At last week’s sold-out American Herbal Products Association’s Hemp-CBD Supplement Congress in Denver, keynote speaker Colorado Governor Jared Polis declared hemp a “crop of the past and, yes, a crop of the future.” As a crop of the past, hemp has distinctly American roots. Highlighting this history, Governor Polis recounted how our nation’s founders grew hemp and how some of the earliest American flags were made of the plant. While he took time to offer some historical and personal anecdotes, the Governor devoted the majority of his speech to discussing hemp as a crop of the future.
While Colorado has had early success in leading the hemp market, Governor Polis sees an even brighter future for the state and the industry. In particular, he highlighted the Colorado Department of Agriculture’s (“CDA”) Colorado Hemp Advancement & Management Plan (the CHAMP Initiative”). The CDA will submit the CHAMP Initiative to the United States Department of Agriculture, as the 2018 Agricultural Improvement Act (the “2018 Farm Bill”) calls for state plans for the management of various aspects of hemp cultivation and processing. Governor Polis sees this initiative as “a unique opportunity to establish a comprehensive blueprint for how the state will not only manage but also advance this emerging [hemp] industry by examining the entire supply chain from cultivation to market, and the steps in between.” For more information on the CHAMP Initiative, click here.
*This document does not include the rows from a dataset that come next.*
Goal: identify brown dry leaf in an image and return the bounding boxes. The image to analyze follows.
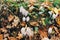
[56,16,60,25]
[39,30,48,38]
[8,37,17,40]
[16,33,23,39]
[30,22,39,26]
[1,28,7,33]
[8,14,14,22]
[0,34,3,40]
[42,0,52,7]
[20,22,26,26]
[29,0,36,5]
In addition to the Governor’s keynote address, two other panels filled the remainder of the morning agenda. The first of the day, “The Hemp-CBD Supplement Market: A Financial Snapshot,” discussed the financial states of and projections for cannabis markets. One such estimate forecasts that in 2022 the world cannabis market will have grown to $30 billion, with the United States accounting for a staggering $22.1 billion of the market. Focusing on the Hemp-CBD supplement market, the panel stressed that the key to unlocking the next phase of growth for the market is for the U.S. Food and Drug Administration to determine how it is going to regulate the space.
The second and final panel of the morning, “Getting to Market: Hemp Supply Chain Management,” featured a discussion of the hemp supply chain. Featuring scientists, farmers, and attorneys, the panel discussed the fragile state of the hemp supply chain. From interstate transport issues to destructive microbial outbreaks, the hemp supply chain is far from unbreakable. In fact, several of the panelists seemed particularly concerned that the market is outpacing the supply chain. These concerns stress the importance of initiatives, such as the CDA’s CHAMP Initiative, and allies, such as Governor Polis, to ensuring that hemp can grow into the “crop of the future.”